Upon returning to Los Angeles in the mid-1970s, de la Loza became an active participant in the city’s burgeoning Chicano and public mural movements. From the iconic White Eagle’s Dance at the Alameda Theater on Whittier Boulevard (1978) to his recent mural Earth Mother at Planned Parenthood in Highland Park (2022), de la Loza has completed over three dozen large-scale murals across Southern California. Central to his approach is a commitment to working-class communities of color—bringing art to the streets, energizing concrete walls with vibrant imagery, and fostering youth engagement through education, employment, and mentorship.
Collaborating with organizations such as SPARC (Social and Public Art Resource Center) and the Mural Conservancy of Los Angeles, de la Loza views the mural as a transformative platform —one that allows for creative risk-taking and the expression of urban culture and often- overlooked experiences through visual language and public aesthetics.
In the 1980s, de la Loza expanded his dedication to outdoor painting by studying with renowned billboard artist and educator Mario Rueda. Under Rueda’s mentorship, he honed his skills in portraiture, 1970s supergraphics, plein-air techniques, color theory, and hand-lettering. This training led to work with the outdoor advertising agency Foster and Kleiser. These experiences enriched his studio practice and contributed to a highly versatile body of easel paintings that stretch across photorealism, abstraction, and pop art—demonstrating his enduring interest in the elasticity of painting.
From the 1990s to the present, de la Loza has exhibited in numerous galleries and museums. In 2005, he received the City of Los Angeles Individual Artist (COLA) Master Artist Fellowship. His work was also featured in the traveling exhibition Murales Rebeldes (2017–2019), part of the Getty’s Pacific Standard Time initiative. His contributions to the visual landscape of Los Angeles have been widely documented in books, exhibitions, and films.
ARTIST STATEMENT
LA Real is my first retrospective survey, marking a significant moment in my journey as a painter and muralist. This exhibition brings together a wide range of my work—both small and large-scale paintings—alongside ephemera and archival materials that trace nearly five decades of my artistic path.
As a lifelong resident of Los Angeles, I’ve been both a witness to and participant in the city’s ever-evolving story. My work reflects the cultural shifts, political movements, and diverse landscapes that have shaped this city over time. Through a singular and evolving body of work, I’ve tried to capture L.A.’s layered histories—interweaving its complexities, aesthetic traditions, and the beauty and tragedy of its sunny facades and shadowed realities.
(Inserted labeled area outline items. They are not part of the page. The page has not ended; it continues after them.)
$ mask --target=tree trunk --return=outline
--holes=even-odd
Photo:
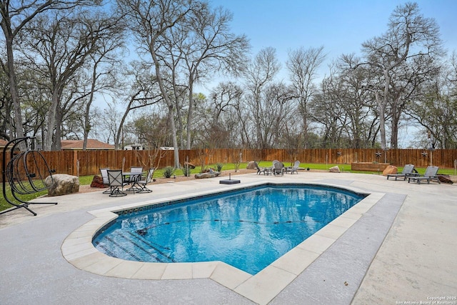
[[[6,57],[8,66],[8,76],[9,79],[9,90],[11,94],[11,100],[13,101],[13,108],[14,111],[14,123],[16,125],[16,137],[24,138],[25,134],[24,132],[24,126],[22,123],[22,113],[21,109],[21,101],[19,101],[19,94],[17,91],[17,80],[16,78],[16,70],[14,69],[14,56],[13,55],[13,37],[12,34],[6,36]],[[14,136],[12,131],[10,131],[10,138]],[[18,146],[21,151],[26,149],[26,143],[21,141]]]

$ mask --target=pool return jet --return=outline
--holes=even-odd
[[[18,195],[34,194],[48,189],[49,186],[44,183],[44,174],[46,172],[49,173],[52,181],[52,173],[55,172],[54,170],[49,169],[46,159],[39,151],[31,149],[28,145],[26,145],[28,149],[25,151],[16,149],[19,143],[25,141],[26,144],[28,140],[34,139],[30,136],[14,139],[8,142],[3,149],[3,196],[13,207],[0,211],[0,214],[24,208],[34,216],[36,216],[36,213],[30,209],[29,205],[57,204],[57,202],[29,202],[18,197]],[[6,151],[11,144],[13,144],[13,146],[9,151],[9,161],[6,164]],[[6,194],[6,180],[11,187],[11,194],[14,199]],[[52,183],[49,185],[52,185]]]

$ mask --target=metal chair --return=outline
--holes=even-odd
[[[126,184],[122,181],[122,171],[121,169],[112,169],[108,170],[107,172],[109,186],[111,188],[109,196],[119,197],[126,196],[127,194],[124,192],[124,186]],[[119,189],[120,187],[122,190]]]
[[[109,185],[109,179],[108,179],[108,171],[109,171],[109,167],[100,169],[100,176],[101,176],[101,179],[103,179],[103,184],[106,185]],[[103,192],[103,194],[111,194],[113,188],[111,186],[109,186],[108,189]]]
[[[154,173],[154,169],[149,169],[144,180],[136,181],[136,184],[141,188],[137,193],[151,193],[152,191],[152,190],[148,189],[146,186],[152,181],[152,175]]]

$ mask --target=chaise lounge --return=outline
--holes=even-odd
[[[417,172],[414,171],[414,165],[413,164],[406,164],[403,168],[403,171],[401,171],[401,174],[389,174],[387,175],[387,180],[389,178],[395,178],[395,180],[397,178],[403,178],[403,180],[406,180],[406,178],[408,176],[417,176],[419,174]]]
[[[436,180],[436,181],[441,184],[441,181],[440,181],[440,179],[436,174],[438,173],[438,166],[427,166],[423,176],[409,176],[408,177],[408,183],[412,181],[413,182],[417,182],[418,184],[421,184],[421,181],[422,180],[426,180],[427,184],[430,184],[430,181],[431,180]]]

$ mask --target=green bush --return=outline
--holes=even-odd
[[[166,166],[164,169],[164,176],[165,178],[170,178],[171,175],[174,173],[174,167],[172,166]]]

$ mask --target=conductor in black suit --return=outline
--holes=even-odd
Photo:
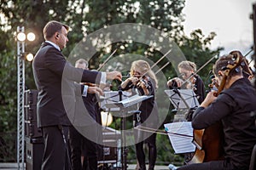
[[[44,28],[46,40],[32,63],[38,89],[38,126],[44,139],[42,169],[68,169],[67,141],[70,120],[74,116],[75,94],[102,94],[99,88],[90,88],[74,82],[104,83],[106,79],[121,80],[119,71],[97,72],[73,67],[61,50],[68,42],[69,27],[58,21],[49,21]]]

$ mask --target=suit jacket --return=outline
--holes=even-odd
[[[96,123],[98,105],[95,94],[87,94],[86,97],[76,94],[75,113],[72,124],[74,127],[90,126]]]
[[[99,83],[101,72],[75,68],[51,44],[44,42],[33,62],[38,90],[38,126],[70,125],[74,116],[75,94],[83,87],[74,82]]]

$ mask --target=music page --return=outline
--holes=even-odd
[[[175,154],[194,152],[195,145],[193,141],[191,122],[172,122],[165,124]]]

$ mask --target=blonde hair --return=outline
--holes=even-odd
[[[134,75],[134,71],[137,70],[141,74],[148,76],[154,82],[155,88],[158,88],[158,81],[149,64],[143,60],[133,61],[130,70],[130,75]]]
[[[80,65],[84,64],[86,65],[86,67],[88,67],[88,61],[86,61],[84,59],[79,59],[75,62],[75,65],[77,65],[79,64],[80,64]]]
[[[182,61],[177,65],[178,68],[182,68],[187,71],[196,71],[196,65],[191,61]]]

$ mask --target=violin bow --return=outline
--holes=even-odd
[[[168,61],[167,63],[166,63],[166,65],[164,65],[161,68],[160,68],[160,70],[158,70],[157,71],[155,71],[154,74],[156,75],[157,73],[159,73],[161,70],[163,70],[169,64],[170,64],[170,61]]]
[[[168,131],[150,128],[148,127],[138,126],[138,127],[135,127],[134,128],[137,130],[141,130],[141,131],[144,131],[144,132],[148,132],[148,133],[156,133],[159,134],[165,134],[165,135],[171,134],[171,135],[181,136],[183,138],[193,138],[193,136],[191,136],[191,135],[182,134],[182,133],[172,133],[172,132],[168,132]]]
[[[97,69],[97,71],[99,71],[105,65],[106,63],[110,60],[110,58],[115,54],[117,49],[115,49],[108,57],[108,59],[102,63],[102,65]]]

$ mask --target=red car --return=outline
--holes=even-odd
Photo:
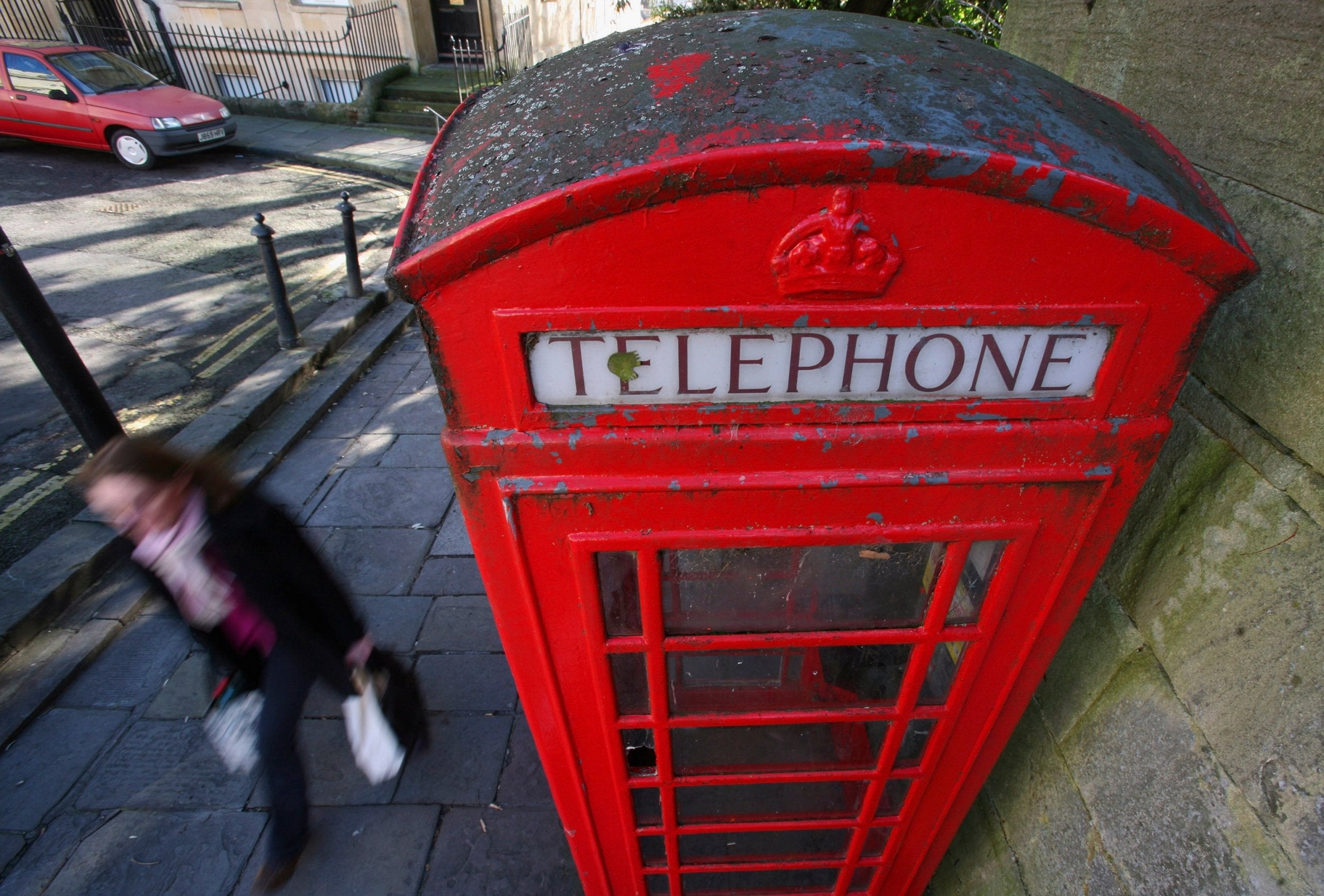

In LA Real, I include murals, letter-based art, portraiture, and plein air paintings that move across time, mythologies, and cultural languages—each piece as expansive, dynamic, and unruly as Los Angeles itself. My intimate, serene plein air oil paintings of Echo Park Lake sit beside more haunting depictions of sunsets and wildfires—scenes that speak to both natural beauty and environmental crisis.
The gold-leafed portraits of the city’s “fallen angels” are my meditations on the hidden and shadowed sides of L.A.’s cultural, political, and spiritual structures. Alongside these are tender portrayals of everyday Angelenos, capturing fleeting moments of hope, resilience, and beauty. I also bring together clashing icons from pop culture, cinema, and both epic and forgotten historical events—through sign painting, pop art, and abstraction—to create a layered, visionary portrait of the city I know: always in flux, always revealing something new.